Rosa que muerde tu sexo perverso
Camino que sigue
La lengua que quema


Entre pétalos ardiendo, Vértice de mis ingles
Silencio gritando
En la caricia lenta


Espejo de mis ojos, Reflejo permanente
La sangre se agolpa
En la mirada deseosa


Valor indeleble que multiplicas en mi pubis
Los labios que acogen
La boca sin tormenta


A la vuelta de mi cuello, Aire de tu pecho
Aliento contenido
Susurro sin lamento


Barrera franqueable, Mar adentro
Reducto último
Que atraviesa tu deseo



 
Desarmada
Ayer, a la misma hora en que tú aparcabas en mi puerta tu pregunta, yo estaba encarándome con la estrechez que me encierra. No tuve más remedio que abrir la ventana, y al hacerlo, enseguida noté tu brisa nocturna haciendo presos mis sentidos. Otro encierro, pensé mientras me tapaba, tengo miedo sin propiedad y sin razón... no es propio de mí, pero es legítimo; invento una excusa para que lo sea más todavía: “me sorprende la capacidad que tiene a veces la noche para hacerme partícipe de su oscuridad, dejándome ciega, sola y dura”. Y me sirve para olvidarme del temor que modera mi respuesta, porque me dejo llevar por la vaguedad de esos conceptos, sentenciándome a la tranquilidad del sueño. Y así he pasado el sopor de la noche, haciendo mezclas aleatorias que siempre daban como resultado tu nombre.

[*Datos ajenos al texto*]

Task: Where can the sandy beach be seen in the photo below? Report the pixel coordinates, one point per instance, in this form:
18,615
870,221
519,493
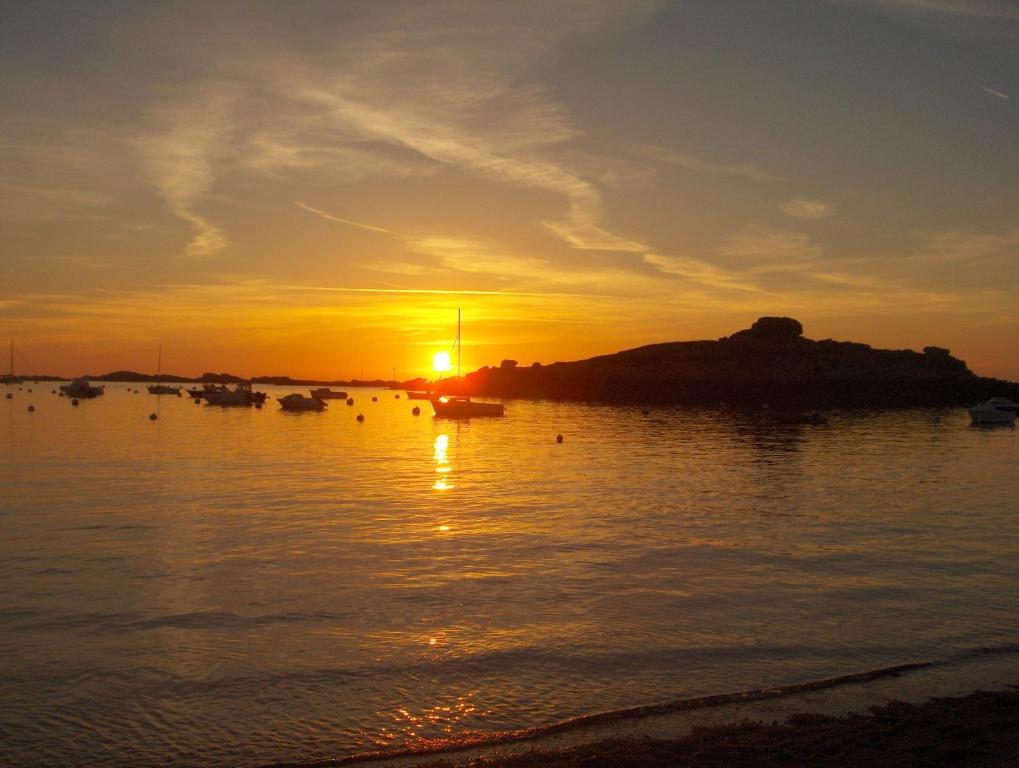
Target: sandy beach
979,729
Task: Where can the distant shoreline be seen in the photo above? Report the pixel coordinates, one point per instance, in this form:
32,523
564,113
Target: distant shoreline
979,729
768,365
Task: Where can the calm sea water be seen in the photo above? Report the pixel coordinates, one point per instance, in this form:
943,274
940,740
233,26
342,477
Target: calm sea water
233,587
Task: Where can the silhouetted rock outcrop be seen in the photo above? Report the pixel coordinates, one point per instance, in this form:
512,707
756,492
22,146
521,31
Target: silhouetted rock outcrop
769,363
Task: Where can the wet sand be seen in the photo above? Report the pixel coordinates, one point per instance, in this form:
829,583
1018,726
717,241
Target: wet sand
979,729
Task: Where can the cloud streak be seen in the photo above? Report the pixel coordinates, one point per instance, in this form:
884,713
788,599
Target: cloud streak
993,92
184,138
698,165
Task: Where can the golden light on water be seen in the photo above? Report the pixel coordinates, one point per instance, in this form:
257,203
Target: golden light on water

Hoy, a la misma hora en que tú hacías temprana la espera, yo volvía a empaparme con el rocío de tu boca. Y ya no he podido volver a ponerme la armadura que dejé a los pies de la cama...
 
Nunca lo dije (pero lo digo ahora)
No quiero hablar del tiempo que se hace herrumbre en los fragmentos de mí que son aristas. Ni quiero pensar en el dilema que todos los días me ofrece mi cuerpo, rebatiendo las órdenes que le dicto. No puedo enumerar las veces que he amado con él, sencillamente porque nunca he dejado de hacerlo: es la escalera de mi vida, y no tiene fin. No voy a volver sobre mis pasos, desgastando los mismos peldaños con los pies descalzos, para eso prefiero seguir subiendo, aún a riesgo de torcerme los tobillos.

No quiero acordarme de los campos marchitos de deseos en espera de ser recolectados, con el sol todavía instigador y el viento peinando las espigas, porque siento que todavía me quedan tantos días para florecer que la impaciencia por la próxima cosecha se reduce a obtener, simplemente, un ramillete de besos.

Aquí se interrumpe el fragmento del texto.